Isis schüttelte den Kopf. »Vielleicht hat er sich das aber auch nur ausgedacht. Er ist ein Streuner.«
Regina lächelte. »Sie liebt ihn. Sie kann ihn nicht einfach da draußen liegen lassen.«
Einige Frauen stimmten ihr zu, doch Maeve hob die Hand, um sie zum Schweigen zu bringen. »Niemand wird Caleb finden«, verkündete Maeve. »Denn Caleb ist nicht mal dort. Der Streuner hat bestimmt gelogen. Das tun sie immer.« Dann drehte sie sich mit besorgtem Gesicht zu mir. »Außerdem können wir nicht zulassen, dass du in die Wildnis zurückgehst, nicht, solange der König nach dir sucht.«
Ich hörte bloß die Absichten, die hinter ihren Worten lauerten. Du gehst hier nicht weg, schien sie zu sagen. Ich werde es nicht zulassen. Sie packte mich am Arm und führte mich nach draußen, dicht hinter Isis, die Delia vor sich herschob. Ein paar andere Frauen halfen Missy auf einen Stuhl und bemitleideten sie wegen der Beule an ihrem Hinterkopf.

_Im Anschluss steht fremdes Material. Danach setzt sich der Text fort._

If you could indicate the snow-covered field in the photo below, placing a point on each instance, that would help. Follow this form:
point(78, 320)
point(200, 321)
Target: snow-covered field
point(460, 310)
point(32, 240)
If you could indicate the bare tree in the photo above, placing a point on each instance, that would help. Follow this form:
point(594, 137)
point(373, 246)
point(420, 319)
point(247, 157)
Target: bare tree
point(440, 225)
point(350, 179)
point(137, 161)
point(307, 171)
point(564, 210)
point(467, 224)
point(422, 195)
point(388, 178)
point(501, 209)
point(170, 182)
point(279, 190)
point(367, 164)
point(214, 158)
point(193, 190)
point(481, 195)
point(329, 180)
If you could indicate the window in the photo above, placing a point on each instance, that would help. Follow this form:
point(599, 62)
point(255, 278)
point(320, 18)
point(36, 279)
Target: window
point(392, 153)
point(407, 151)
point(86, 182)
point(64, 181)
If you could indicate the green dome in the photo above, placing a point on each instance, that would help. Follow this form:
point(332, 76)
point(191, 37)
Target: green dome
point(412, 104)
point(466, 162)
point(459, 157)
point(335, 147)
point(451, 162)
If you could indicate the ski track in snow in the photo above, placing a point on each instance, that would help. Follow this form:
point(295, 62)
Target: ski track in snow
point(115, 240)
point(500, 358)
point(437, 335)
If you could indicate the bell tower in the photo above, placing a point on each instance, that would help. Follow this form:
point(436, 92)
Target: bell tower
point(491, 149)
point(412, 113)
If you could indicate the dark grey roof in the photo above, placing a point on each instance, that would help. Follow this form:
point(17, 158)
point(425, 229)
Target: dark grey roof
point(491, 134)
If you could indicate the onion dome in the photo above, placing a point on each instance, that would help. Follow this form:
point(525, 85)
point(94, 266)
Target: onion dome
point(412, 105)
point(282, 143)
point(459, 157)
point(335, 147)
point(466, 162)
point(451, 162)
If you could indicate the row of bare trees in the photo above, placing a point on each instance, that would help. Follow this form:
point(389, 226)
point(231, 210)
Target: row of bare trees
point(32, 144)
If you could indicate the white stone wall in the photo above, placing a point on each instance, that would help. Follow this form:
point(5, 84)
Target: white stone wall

Draußen war es feucht und kalt. Ich befreite mich aus Maeves Griff. »Du hast recht«, sagte ich kleinlaut. »Es ist bestimmt eine Lüge. Vermutlich wollte ich es einfach glauben.«
Maeves Gesicht wurde weicher und sie drückte meine Schulter, während sie Lilac im Arm hielt. »Solche Sachen hören wir ständig. Es ist besser, man kümmert sich nicht darum.«
Ich schüttelte den Kopf. »Dann kümmere ich mich nicht darum. Versprochen.«
Doch auf dem Rückweg zum Haus verlangsamte ich meinen Schritt und ließ sie, Lilac, Delia und Isis ein paar Schritte vorausgehen. Arden holte mich ein. Wir beide lächelten im Dunkeln. Sie deutete mit einem Kopfnicken auf die Brücke, der Plan nahm schon Gestalt an. Die Frage, die uns beschäftigt hatte, war beantwortet. Endlich wussten wir, was wir tun würden.